Shen S, Strobel H W
Department of Biochemistry and Molecular Biology, University of Texas Medical School at Houston 77225, USA.
Arch Biochem Biophys. 1995 Jun 20;320(1):162-9. doi: 10.1006/abbi.1995.1355.
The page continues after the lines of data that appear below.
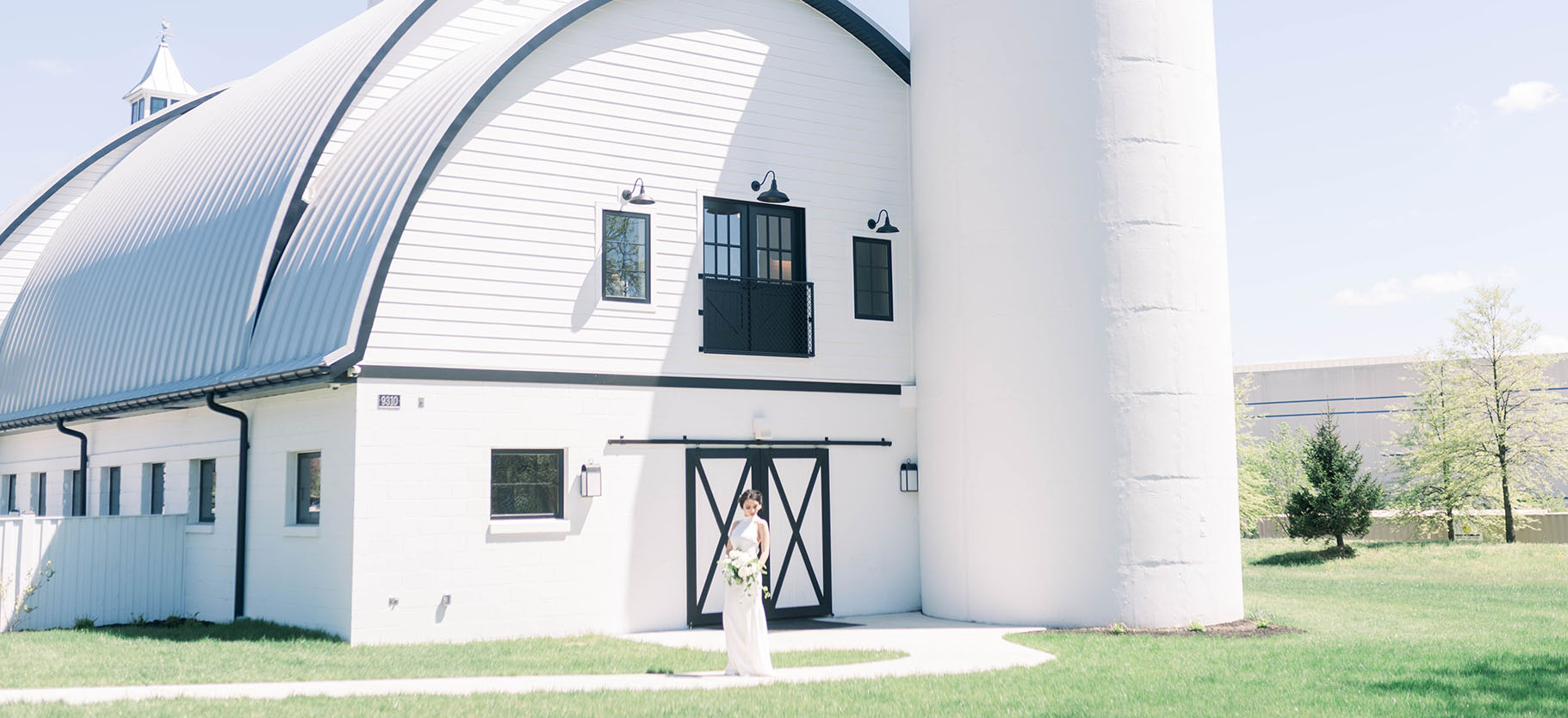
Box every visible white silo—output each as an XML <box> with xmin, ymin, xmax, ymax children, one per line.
<box><xmin>911</xmin><ymin>0</ymin><xmax>1242</xmax><ymax>627</ymax></box>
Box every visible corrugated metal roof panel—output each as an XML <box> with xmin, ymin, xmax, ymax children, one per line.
<box><xmin>0</xmin><ymin>0</ymin><xmax>426</xmax><ymax>422</ymax></box>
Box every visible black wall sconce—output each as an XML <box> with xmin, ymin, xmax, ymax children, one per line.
<box><xmin>580</xmin><ymin>464</ymin><xmax>604</xmax><ymax>498</ymax></box>
<box><xmin>865</xmin><ymin>210</ymin><xmax>898</xmax><ymax>233</ymax></box>
<box><xmin>751</xmin><ymin>170</ymin><xmax>789</xmax><ymax>204</ymax></box>
<box><xmin>621</xmin><ymin>177</ymin><xmax>654</xmax><ymax>204</ymax></box>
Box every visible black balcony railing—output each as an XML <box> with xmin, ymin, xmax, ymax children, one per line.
<box><xmin>697</xmin><ymin>275</ymin><xmax>817</xmax><ymax>356</ymax></box>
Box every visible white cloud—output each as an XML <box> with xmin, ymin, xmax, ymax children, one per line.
<box><xmin>1526</xmin><ymin>334</ymin><xmax>1568</xmax><ymax>355</ymax></box>
<box><xmin>1442</xmin><ymin>102</ymin><xmax>1480</xmax><ymax>136</ymax></box>
<box><xmin>1335</xmin><ymin>271</ymin><xmax>1476</xmax><ymax>307</ymax></box>
<box><xmin>1410</xmin><ymin>271</ymin><xmax>1476</xmax><ymax>294</ymax></box>
<box><xmin>27</xmin><ymin>58</ymin><xmax>71</xmax><ymax>77</ymax></box>
<box><xmin>1491</xmin><ymin>80</ymin><xmax>1562</xmax><ymax>115</ymax></box>
<box><xmin>1335</xmin><ymin>279</ymin><xmax>1410</xmax><ymax>307</ymax></box>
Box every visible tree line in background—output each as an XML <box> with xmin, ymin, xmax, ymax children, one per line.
<box><xmin>1236</xmin><ymin>287</ymin><xmax>1568</xmax><ymax>548</ymax></box>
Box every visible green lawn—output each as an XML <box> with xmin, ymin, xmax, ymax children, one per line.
<box><xmin>0</xmin><ymin>621</ymin><xmax>903</xmax><ymax>688</ymax></box>
<box><xmin>6</xmin><ymin>539</ymin><xmax>1568</xmax><ymax>718</ymax></box>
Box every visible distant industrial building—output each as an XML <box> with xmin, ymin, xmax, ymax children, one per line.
<box><xmin>1236</xmin><ymin>356</ymin><xmax>1568</xmax><ymax>483</ymax></box>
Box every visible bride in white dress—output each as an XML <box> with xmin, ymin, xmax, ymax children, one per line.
<box><xmin>724</xmin><ymin>491</ymin><xmax>773</xmax><ymax>676</ymax></box>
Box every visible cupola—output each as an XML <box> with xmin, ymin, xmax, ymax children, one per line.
<box><xmin>124</xmin><ymin>21</ymin><xmax>196</xmax><ymax>124</ymax></box>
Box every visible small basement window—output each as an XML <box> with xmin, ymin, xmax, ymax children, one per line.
<box><xmin>491</xmin><ymin>449</ymin><xmax>566</xmax><ymax>519</ymax></box>
<box><xmin>145</xmin><ymin>464</ymin><xmax>163</xmax><ymax>514</ymax></box>
<box><xmin>195</xmin><ymin>460</ymin><xmax>218</xmax><ymax>523</ymax></box>
<box><xmin>33</xmin><ymin>472</ymin><xmax>48</xmax><ymax>516</ymax></box>
<box><xmin>602</xmin><ymin>210</ymin><xmax>649</xmax><ymax>302</ymax></box>
<box><xmin>294</xmin><ymin>451</ymin><xmax>321</xmax><ymax>525</ymax></box>
<box><xmin>854</xmin><ymin>237</ymin><xmax>892</xmax><ymax>321</ymax></box>
<box><xmin>99</xmin><ymin>466</ymin><xmax>119</xmax><ymax>516</ymax></box>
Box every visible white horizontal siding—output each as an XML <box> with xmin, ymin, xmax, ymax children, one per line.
<box><xmin>365</xmin><ymin>0</ymin><xmax>913</xmax><ymax>381</ymax></box>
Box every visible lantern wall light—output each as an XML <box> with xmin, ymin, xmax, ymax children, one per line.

Several positively charged amino acid residues in cytochrome P450 have been shown to be involved in the electrostatic association with NADPH-cytochrome P450 reductase. For cytochrome P4501A1, five regions were proposed as the putative binding sites for the reductase (Shen, S., and Strobel, H. W. (1993) Arch. Biochem. Biophys. 304, 257-265). To elucidate the specific roles of each of these amino acid residues, five anti-peptide antibodies defined as 1A, 4A, 5A, 6A, and 7A were generated against these regions containing 8-13 amino acids and were affinity-purified using a peptide-Sepharose 4B column. Analysis by enzyme-linked immunosorbent assay and protein immunoblot techniques demonstrated that three of five anti-peptide antibodies have specific binding to the peptides as well as to cytochrome P4501A1. Incubation of the various anti-peptide antibodies with cytochrome P450 followed by reconstitution with reductase, lipid, and NADPH resulted in significant inhibition of P450 activity for antibodies 5A and 6A, but not for 1A, 4A, or 7A. Antibody 5A also exhibited inhibition of P450 activity supported by cumene hydroperoxide, though the inhibition was 45 to 30% less than the inhibition of reductase-supported activity at each of the increasing concentrations of antibody. Kinetic studies with antibody 5A revealed no change in the Km for the substrate ethoxycoumarin, but rather a dramatic effect on the Vmax of the cytochrome P4501A1 system whether reconstituted with reductase or supported by cumene hydroperoxide. Characterization of the effects of antibody 5A on cytochrome P4501A1 suggested that the binding of antibody 5A to P4501A1 may change the binding of P4501A1 with reductase. Furthermore, the binding of 5A to cytochrome P4501A1 also lowered the Vmax of the P450. These results are consistent with the roles for the regions of cytochrome P4501A1 from amino acid residues 269 to 281 (peptide 5) and 454 to 463 (peptide 6) in cytochrome P4501A1 hydroxylation activity.
细胞色素P450中几个带正电荷的氨基酸残基已被证明参与了与NADPH - 细胞色素P450还原酶的静电结合。对于细胞色素P4501A1,提出了五个区域作为还原酶的假定结合位点(Shen,S.和Strobel,H. W.(1993年)《生物化学与生物物理学报》304,257 - 265)。为了阐明这些氨基酸残基各自的具体作用,针对包含8 - 13个氨基酸的这些区域产生了五种抗肽抗体,分别定义为1A、4A、5A、6A和7A,并使用肽 - 琼脂糖4B柱进行亲和纯化。通过酶联免疫吸附测定和蛋白质免疫印迹技术分析表明,五种抗肽抗体中的三种与肽以及细胞色素P4501A1具有特异性结合。将各种抗肽抗体与细胞色素P450孵育,然后与还原酶、脂质和NADPH重组,结果显示抗体5A和6A对P450活性有显著抑制作用,而1A、4A或7A则没有。抗体5A对由氢过氧化异丙苯支持的P450活性也有抑制作用,尽管在每种抗体浓度增加时,其抑制作用比还原酶支持的活性抑制作用低45%至30%。对抗体5A的动力学研究表明,底物乙氧基香豆素的Km没有变化,但无论与还原酶重组还是由氢过氧化异丙苯支持,对细胞色素P4501A1系统的Vmax都有显著影响。对抗体5A对细胞色素P4501A1影响的表征表明,抗体5A与P4501A1的结合可能会改变P4501A1与还原酶的结合。此外,5A与细胞色素P4501A1的结合也降低了P450的Vmax。这些结果与细胞色素P4501A1中从氨基酸残基269至281(肽5)和454至463(肽6)的区域在细胞色素P4501A1羟化活性中的作用一致。